No retorno para a escola, os comentários eram muitos. Todos demonstravam através de sorrisos muita felicidade. Sentiram-se importantes por terem realizado um ato de solidariedade. Naquele momento percebi que algo muito importante tinha marcado cada uma daquelas crianças.
Conteúdos matemáticos
· Sequência numérica;
· Identificação de números (cardinais e ordinais);
· Comparação de números;
· Estimativa;
· Números antecessores e sucessores;
· Quantidade;
· Ordem cronológica;
· Calendário;
· Cálculos de adição, subtração, multiplicação e divisão;
· Unidade, dezena.
Considerações finais
Tendo em vista a importância dos estudos realizados no decorrer do semestre em relação à perspectiva da Etnomatemática, procurei, neste trabalho, relatar uma prática que foi muito pensada, planejada e elaborada. Esta se dá a partir de uma realidade cultural encontrada num grupo de alunos de uma classe “marginalizada”, de famílias trabalhadoras.
Fazendo uma leitura das explanações de (OLIVEIRA, 2004, p.247) observo que busquei também realizar uma reflexão teórica que viesse a contribuir com as teorizações em Educação Matemática no que se refere a levar para a sala de aula fatos e acontecimentos que fazem parte das necessidades do dia-a-dia de uma comunidade de periferia. Não era só trazer a “realidade” para a sala de aula, mas construir um conhecimento matemático em sala de aula que tenha seu caminho de retorno para a comunidade.
Ao concluir o trabalho, após muitas leituras e com trocas de informações, pude constatar a importância das idéias trazidas por D’Ambrósio e outros autores, que tiveram um papel fundamental para o processo e desenvolvimento dessa prática. Algumas dificuldades durante a elaboração do planejamento houve, porém me fizeram repensar algumas questões que estavam fazendo parte do meu fazer pedagógico. Consegui perceber a diferença de certas teorias, que ainda estão muito presente nas salas de aula, e procurei buscar estratégias diferentes daquelas até então utilizadas. A Etnomatemática vem nos mostrar um fazer pedagógico real, voltado e direcionado à cultura dessas pessoas fragilizadas.

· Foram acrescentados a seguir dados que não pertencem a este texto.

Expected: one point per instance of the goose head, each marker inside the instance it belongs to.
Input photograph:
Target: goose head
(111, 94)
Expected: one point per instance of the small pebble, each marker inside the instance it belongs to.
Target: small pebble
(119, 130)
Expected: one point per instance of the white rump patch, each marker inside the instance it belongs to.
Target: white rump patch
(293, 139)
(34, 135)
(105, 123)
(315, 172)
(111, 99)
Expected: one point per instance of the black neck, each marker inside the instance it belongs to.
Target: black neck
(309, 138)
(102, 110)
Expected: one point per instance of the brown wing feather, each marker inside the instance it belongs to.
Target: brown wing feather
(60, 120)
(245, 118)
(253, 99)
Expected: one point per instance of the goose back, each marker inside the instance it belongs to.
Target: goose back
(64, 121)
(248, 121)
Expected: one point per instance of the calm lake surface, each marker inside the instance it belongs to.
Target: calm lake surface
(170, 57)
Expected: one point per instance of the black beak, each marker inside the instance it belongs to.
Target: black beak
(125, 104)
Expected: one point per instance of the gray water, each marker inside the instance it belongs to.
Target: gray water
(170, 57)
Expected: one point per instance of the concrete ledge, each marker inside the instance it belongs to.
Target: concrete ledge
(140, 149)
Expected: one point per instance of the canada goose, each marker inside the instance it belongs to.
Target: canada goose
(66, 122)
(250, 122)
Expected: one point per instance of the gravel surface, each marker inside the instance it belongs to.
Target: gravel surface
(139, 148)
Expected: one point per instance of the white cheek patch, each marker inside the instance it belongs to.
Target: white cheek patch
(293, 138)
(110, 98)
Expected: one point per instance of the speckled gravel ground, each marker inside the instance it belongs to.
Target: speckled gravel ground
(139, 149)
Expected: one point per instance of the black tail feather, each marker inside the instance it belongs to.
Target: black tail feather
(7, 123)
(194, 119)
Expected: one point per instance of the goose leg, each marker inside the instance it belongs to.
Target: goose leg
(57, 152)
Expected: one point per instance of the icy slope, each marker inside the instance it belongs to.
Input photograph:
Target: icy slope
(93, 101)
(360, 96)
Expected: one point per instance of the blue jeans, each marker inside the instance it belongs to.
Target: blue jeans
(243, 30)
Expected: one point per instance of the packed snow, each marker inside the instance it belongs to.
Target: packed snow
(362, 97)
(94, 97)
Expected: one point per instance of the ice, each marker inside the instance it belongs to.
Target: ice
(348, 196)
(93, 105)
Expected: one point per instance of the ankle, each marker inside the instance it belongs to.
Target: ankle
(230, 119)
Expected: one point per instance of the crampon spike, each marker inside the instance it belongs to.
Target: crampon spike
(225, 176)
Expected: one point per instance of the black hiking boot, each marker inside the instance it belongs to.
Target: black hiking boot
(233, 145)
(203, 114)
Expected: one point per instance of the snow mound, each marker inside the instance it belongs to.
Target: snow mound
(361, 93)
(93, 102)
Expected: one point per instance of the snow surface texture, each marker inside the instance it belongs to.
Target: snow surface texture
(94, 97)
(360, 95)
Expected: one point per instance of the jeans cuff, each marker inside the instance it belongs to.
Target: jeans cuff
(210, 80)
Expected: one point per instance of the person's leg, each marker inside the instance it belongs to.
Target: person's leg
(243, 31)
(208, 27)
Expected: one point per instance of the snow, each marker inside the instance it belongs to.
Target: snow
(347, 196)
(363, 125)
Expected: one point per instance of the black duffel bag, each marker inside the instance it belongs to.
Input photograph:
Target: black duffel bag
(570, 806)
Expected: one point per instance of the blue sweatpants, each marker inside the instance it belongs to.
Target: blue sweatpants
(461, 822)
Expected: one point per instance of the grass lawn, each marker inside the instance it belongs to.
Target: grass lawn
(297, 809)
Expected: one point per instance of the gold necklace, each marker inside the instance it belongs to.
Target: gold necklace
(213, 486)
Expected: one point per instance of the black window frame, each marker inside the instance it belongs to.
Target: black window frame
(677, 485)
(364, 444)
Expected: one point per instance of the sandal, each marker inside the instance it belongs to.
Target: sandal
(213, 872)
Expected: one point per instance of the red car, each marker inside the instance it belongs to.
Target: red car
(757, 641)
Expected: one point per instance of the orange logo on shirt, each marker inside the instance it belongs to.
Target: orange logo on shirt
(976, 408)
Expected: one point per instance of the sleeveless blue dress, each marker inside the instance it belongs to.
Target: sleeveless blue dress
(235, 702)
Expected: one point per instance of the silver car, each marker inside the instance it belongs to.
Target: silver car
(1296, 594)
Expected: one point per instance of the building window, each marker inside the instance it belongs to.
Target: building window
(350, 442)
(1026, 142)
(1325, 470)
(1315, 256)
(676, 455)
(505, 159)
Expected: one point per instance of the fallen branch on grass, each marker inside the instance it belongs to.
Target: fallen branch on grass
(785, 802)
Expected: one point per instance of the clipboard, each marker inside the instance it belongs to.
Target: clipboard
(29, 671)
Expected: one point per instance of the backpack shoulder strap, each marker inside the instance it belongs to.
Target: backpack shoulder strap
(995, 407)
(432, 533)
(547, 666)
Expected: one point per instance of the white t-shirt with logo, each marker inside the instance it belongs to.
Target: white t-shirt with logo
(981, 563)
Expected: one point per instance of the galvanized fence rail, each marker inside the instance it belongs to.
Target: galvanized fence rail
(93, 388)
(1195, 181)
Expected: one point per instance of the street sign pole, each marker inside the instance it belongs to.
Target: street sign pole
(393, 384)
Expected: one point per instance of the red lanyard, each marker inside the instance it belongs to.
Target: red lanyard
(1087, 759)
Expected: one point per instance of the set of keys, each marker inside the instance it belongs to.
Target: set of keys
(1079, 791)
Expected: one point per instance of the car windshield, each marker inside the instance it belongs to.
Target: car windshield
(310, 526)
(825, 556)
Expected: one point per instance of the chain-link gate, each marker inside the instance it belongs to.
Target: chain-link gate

Penso que este trabalho tenha contribuído na aprendizagem dos alunos, visto que, todas as atividades trabalhadas, tiveram sua “nascente” na realidade cultural de cada um. Isso faz a diferença. Essa aprendizagem faz sentido e, mais, vem complementar e sustentar os conteúdos, que de uma maneira ou outra, nós professores, devemos cumprir e dar conta até o final do ano letivo. Porém esses conteúdos são apreendidos de uma maneira natural, partindo de um contexto cultural. Alguns conteúdos trabalhados não, necessariamente faziam parte daqueles que eu, enquanto professora, precisaria “dar conta”. Como por exemplo, em algumas atividades realizaram cálculos de multiplicação. A diferença é que, nessa atividade o importante, para mim, não era o cálculo (algoritmo) armado e sim, obter a resposta, o cálculo mental. Na atividade onde tiveram o manuseio de “dinheirinhos”, procurei já proporcionar momentos em que tivessem contato com esse material, visto que, é algo que faz parte do dia-a-dia de todos nós. Quando falo aqui nesse contato com material concreto (dinheirinho), penso que esse recurso é concreto por se tratar de algo que toca em relação à vida real. Nada mais real do que trabalhar com recursos reais. O que adiante oferecermos a elas materiais que não vão poder utilizar quando se defrontarem com “situações problemas”?